[arte de Edgar Degas]
Felizes são os pais. Insones, madrugadores, boêmios do leite quente dos filhos.
Felizes são os pais que não amam por amar; amam com violência e vontade, vencendo o cansaço, o sono e as dificuldades de estarem sozinhos.Felizes são os pais sempre interrompidos pelos filhos pequenos bem na hora em que a preliminar aqueceu.
Felizes são os pais que insistem em recomeçar, quando a maioria das pessoas dormiria e desistiria.

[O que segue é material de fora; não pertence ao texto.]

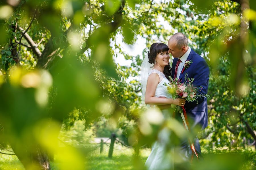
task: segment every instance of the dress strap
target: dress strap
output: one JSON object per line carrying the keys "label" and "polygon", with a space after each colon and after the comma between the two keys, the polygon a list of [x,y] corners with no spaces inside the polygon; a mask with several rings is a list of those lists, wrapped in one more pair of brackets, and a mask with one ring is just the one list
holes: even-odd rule
{"label": "dress strap", "polygon": [[149,75],[152,73],[156,73],[158,75],[158,76],[159,76],[159,78],[160,78],[160,81],[162,81],[162,80],[164,79],[164,77],[163,77],[162,75],[163,75],[164,74],[163,74],[163,73],[159,71],[158,70],[156,70],[155,69],[152,69],[150,71],[149,74],[148,74],[148,76],[149,76]]}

Felizes são os pais quando a criança bate à porta e atendem com generosidade e disposição.
Felizes são os pais que chegam a rir da visita inesperada.
Felizes são os pais que têm humor e não são incomodados pela vida.
Felizes são os pais capazes de transas mais longas do que os apaixonados, em capítulos e com intervalos para comentários.
Felizes são os pais que acumulam tesão e não deixam nenhuma região da pele sem a cortesia do beijo.
Felizes são os pais que pintam a nudez com quatro mãos.
Felizes são os pais que colocam a tevê alto para despistar e abafam os gemidos.
Felizes são os pais que descobrem os pontos de maior prazer pela mímica.
Felizes são os pais que tapam a boca um do outro como um ladrão, para que a alegria não fuja do corpo.
Felizes são os pais que estremecem a cama e as paredes em pequenos abalos sísmicos.
Felizes são os pais obrigados a fingir os olhos fechados para liberar a casa.
Felizes são os pais com segredos de toques e carícias, sinais e acenos clandestinos, que apenas os dois entendem.
Felizes são os pais que afastam os medos, pesadelos e fantasmas de seus pequenos com histórias da infância.
Felizes são os pais que não desperdiçam a sensualidade ao mudar de assunto e reservam confidências selvagens para a concha dos ouvidos.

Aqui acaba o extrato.